Big Changes and Staying Motivated
Friday, February 01, 2013
Not long after my last blog entry I lost my Grandmother. She had been my rock through the loss of my mother the year before and during my weight loss journey. She passed on July 17, 2012 six days after her doctor diagnosed her with pancreatic cancer. After the shock wore off from that I started gaining back the weight I had lost. I had been so close to my goal weight but stress eating and alcohol had added back twelve pounds in 3 months.
On November 29th, 2012 I quit smoking cold turkey. That was the first step in gaining control back of my health and my life. It was the one think my Mom and Grandma wanted me to do more than anything, and I finally wanted it for myself too. :) The first few weeks were challenging because I wanted to eat everything. I only gained a few more pounds, but I feel it's really messed with my metabolism.
Last year when I started Spark and managing my calories and working out the weight just melted off. I was surprised how quickly my body started changing. This year is different. It's only a month in but I've only lost 2 pounds. Last year at this time I'd lost 8.

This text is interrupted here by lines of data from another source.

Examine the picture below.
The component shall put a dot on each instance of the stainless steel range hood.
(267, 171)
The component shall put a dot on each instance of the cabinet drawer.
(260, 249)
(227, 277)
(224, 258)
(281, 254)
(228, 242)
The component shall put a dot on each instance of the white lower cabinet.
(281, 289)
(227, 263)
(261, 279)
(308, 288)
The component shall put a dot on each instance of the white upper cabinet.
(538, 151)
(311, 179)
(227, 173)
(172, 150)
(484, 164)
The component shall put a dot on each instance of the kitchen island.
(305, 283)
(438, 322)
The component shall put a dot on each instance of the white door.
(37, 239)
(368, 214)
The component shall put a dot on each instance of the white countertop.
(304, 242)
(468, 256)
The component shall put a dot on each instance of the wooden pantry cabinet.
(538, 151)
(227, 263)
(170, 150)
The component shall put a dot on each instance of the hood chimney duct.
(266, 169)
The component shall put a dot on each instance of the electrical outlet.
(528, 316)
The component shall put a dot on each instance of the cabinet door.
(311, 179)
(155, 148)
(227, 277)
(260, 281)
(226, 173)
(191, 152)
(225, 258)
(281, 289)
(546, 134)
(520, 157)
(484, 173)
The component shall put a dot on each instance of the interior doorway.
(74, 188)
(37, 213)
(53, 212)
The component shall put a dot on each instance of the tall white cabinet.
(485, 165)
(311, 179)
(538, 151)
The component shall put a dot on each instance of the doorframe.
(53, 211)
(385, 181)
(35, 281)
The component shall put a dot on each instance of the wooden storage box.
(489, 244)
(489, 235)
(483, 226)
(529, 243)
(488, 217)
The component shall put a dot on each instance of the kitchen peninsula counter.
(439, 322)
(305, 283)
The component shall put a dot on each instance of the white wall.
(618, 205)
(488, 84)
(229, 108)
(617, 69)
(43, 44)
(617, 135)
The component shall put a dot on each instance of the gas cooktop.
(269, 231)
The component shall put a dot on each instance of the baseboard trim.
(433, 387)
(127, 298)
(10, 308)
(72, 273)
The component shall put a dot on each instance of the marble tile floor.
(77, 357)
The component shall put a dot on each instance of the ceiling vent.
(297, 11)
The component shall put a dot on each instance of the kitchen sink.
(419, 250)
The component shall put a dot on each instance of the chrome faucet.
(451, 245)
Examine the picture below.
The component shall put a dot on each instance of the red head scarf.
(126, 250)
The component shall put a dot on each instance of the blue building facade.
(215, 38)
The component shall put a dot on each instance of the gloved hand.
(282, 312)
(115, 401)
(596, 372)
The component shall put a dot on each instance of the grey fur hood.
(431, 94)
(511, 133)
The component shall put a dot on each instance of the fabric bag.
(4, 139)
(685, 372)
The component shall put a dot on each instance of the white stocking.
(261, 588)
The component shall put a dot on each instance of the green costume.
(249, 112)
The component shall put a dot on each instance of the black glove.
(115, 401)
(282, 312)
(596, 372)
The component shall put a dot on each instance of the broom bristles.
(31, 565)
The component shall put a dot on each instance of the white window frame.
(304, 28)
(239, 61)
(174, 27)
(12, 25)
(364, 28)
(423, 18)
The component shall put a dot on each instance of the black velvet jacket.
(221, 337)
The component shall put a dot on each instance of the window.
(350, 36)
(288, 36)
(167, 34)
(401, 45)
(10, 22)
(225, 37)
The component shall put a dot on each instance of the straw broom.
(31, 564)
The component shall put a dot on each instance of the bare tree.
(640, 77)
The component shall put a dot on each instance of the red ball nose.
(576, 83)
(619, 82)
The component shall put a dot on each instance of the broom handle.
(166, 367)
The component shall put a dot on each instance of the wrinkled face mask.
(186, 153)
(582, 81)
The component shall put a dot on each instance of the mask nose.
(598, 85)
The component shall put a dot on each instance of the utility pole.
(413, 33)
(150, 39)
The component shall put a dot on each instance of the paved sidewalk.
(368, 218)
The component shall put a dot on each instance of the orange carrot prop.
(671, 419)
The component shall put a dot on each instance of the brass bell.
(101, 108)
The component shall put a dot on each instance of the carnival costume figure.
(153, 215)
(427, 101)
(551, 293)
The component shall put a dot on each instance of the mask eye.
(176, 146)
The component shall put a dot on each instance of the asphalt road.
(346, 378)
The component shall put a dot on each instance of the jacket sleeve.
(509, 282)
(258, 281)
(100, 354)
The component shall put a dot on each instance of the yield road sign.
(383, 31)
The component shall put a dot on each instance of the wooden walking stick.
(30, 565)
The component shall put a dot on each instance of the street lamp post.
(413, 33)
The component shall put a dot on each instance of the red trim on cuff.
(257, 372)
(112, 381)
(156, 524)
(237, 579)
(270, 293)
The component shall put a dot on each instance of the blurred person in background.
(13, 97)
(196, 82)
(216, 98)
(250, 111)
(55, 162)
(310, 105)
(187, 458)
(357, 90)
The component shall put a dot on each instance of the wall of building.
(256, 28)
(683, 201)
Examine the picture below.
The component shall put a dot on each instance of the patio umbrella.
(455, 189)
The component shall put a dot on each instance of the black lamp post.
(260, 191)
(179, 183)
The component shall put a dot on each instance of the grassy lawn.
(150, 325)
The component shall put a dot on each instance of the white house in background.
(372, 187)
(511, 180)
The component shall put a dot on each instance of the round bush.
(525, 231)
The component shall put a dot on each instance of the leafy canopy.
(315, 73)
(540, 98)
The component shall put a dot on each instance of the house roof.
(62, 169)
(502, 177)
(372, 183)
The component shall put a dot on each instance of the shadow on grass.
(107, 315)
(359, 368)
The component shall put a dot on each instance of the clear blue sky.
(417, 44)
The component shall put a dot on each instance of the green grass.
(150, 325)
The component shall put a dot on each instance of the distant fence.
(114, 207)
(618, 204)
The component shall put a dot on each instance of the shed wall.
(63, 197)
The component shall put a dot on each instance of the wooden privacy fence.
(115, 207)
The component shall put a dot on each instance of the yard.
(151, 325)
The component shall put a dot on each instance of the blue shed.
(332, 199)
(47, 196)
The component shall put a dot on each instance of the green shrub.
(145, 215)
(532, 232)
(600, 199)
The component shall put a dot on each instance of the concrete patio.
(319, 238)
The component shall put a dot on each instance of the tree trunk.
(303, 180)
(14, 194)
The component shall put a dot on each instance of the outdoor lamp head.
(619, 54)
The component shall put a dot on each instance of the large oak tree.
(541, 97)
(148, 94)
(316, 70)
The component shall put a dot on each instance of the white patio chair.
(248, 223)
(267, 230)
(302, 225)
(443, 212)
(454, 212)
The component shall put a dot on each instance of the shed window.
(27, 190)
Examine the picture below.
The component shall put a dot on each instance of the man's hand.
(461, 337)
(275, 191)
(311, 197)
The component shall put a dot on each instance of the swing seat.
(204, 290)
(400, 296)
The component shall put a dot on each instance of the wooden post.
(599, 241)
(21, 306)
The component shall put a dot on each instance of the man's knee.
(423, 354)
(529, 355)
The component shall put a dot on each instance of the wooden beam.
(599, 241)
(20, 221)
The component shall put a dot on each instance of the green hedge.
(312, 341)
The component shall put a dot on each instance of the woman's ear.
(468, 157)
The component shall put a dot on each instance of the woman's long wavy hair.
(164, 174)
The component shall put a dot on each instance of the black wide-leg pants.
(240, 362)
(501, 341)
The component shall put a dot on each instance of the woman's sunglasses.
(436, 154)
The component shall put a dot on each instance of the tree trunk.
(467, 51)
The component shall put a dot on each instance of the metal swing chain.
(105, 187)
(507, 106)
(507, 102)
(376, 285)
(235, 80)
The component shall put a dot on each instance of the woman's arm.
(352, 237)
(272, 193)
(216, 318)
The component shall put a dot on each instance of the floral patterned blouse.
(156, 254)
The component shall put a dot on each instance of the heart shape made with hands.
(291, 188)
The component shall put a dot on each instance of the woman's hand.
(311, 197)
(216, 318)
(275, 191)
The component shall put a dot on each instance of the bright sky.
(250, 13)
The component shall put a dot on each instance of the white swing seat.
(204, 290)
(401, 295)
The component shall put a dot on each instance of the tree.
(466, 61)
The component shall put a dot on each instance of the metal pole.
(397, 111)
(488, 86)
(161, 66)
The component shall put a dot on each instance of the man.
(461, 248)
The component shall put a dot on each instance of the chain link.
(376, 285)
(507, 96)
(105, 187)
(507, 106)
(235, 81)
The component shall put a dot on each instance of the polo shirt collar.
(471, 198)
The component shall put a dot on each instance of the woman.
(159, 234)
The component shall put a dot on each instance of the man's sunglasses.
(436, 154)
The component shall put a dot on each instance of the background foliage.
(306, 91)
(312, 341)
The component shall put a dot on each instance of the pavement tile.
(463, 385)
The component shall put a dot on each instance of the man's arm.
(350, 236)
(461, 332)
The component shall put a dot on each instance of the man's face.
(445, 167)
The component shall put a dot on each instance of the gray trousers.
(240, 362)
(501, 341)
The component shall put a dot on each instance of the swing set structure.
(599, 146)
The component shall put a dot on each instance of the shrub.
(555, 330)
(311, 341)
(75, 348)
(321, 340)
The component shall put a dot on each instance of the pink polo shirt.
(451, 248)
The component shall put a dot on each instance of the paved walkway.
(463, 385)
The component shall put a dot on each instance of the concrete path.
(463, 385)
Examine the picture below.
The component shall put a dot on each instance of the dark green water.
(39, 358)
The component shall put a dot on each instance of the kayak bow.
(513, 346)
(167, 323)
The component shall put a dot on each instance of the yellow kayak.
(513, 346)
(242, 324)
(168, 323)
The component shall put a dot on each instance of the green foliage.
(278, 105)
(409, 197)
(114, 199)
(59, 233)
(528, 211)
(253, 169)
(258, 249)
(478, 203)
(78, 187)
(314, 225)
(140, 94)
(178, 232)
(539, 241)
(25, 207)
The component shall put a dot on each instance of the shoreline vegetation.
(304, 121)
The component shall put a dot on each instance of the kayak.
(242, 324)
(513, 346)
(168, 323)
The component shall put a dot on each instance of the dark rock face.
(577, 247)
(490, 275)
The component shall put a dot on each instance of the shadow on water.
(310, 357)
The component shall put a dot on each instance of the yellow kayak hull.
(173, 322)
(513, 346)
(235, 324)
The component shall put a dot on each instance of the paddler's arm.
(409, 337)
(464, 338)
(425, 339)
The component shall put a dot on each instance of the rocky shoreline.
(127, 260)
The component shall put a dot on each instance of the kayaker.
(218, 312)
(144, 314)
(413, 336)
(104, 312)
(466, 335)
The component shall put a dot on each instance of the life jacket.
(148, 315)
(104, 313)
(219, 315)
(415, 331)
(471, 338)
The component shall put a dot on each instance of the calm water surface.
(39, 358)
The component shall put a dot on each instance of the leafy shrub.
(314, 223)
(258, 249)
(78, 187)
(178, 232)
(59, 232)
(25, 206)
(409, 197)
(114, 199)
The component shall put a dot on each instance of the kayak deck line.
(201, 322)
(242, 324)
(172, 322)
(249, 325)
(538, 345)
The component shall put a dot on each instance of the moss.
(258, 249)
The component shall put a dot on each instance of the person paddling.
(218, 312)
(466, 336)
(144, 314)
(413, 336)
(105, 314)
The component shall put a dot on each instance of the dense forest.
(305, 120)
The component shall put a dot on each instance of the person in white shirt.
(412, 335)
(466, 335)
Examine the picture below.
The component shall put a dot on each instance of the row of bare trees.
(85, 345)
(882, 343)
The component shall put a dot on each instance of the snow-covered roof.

I was getting frustrated. Until today. Today was my monthly measurements day. The scale may not be reflecting my efforts, but my body shape is. :) Even at my lowest weight last year my waist wasn't as small as it is right now. That measuring tape gave me the motivation I was looking for that I'm doing the right things. The weight loss might not be as fast as last year, but my body is still responding just in a different way.
Last week I started the Couch to 5K. Which still just blows my mind. I'm a mild asthmatic. It was more severe when I was a kid, but as an adult it seems to be just exercise induced. Today was Day 1 of Week 2. That's 90 seconds of jogging and then 2 minutes of walking. I couldn't believe it last week when I did 60 seconds, and today doing 90 I was down right flabbergasted. I almost started laughing and crying right there in the gym, but I needed to focus on my breathing. I can't wait to see how/if I can improve. It's all very exciting.
My new goal is to Blog more. Calling my Grandma every week last year to report on my progress seemed to really help and that's something I'm lacking this year. I really want that scale to move, but in the meantime I'll just keep focusing on my other goals. It's easier to stay positive that way and positivity is important.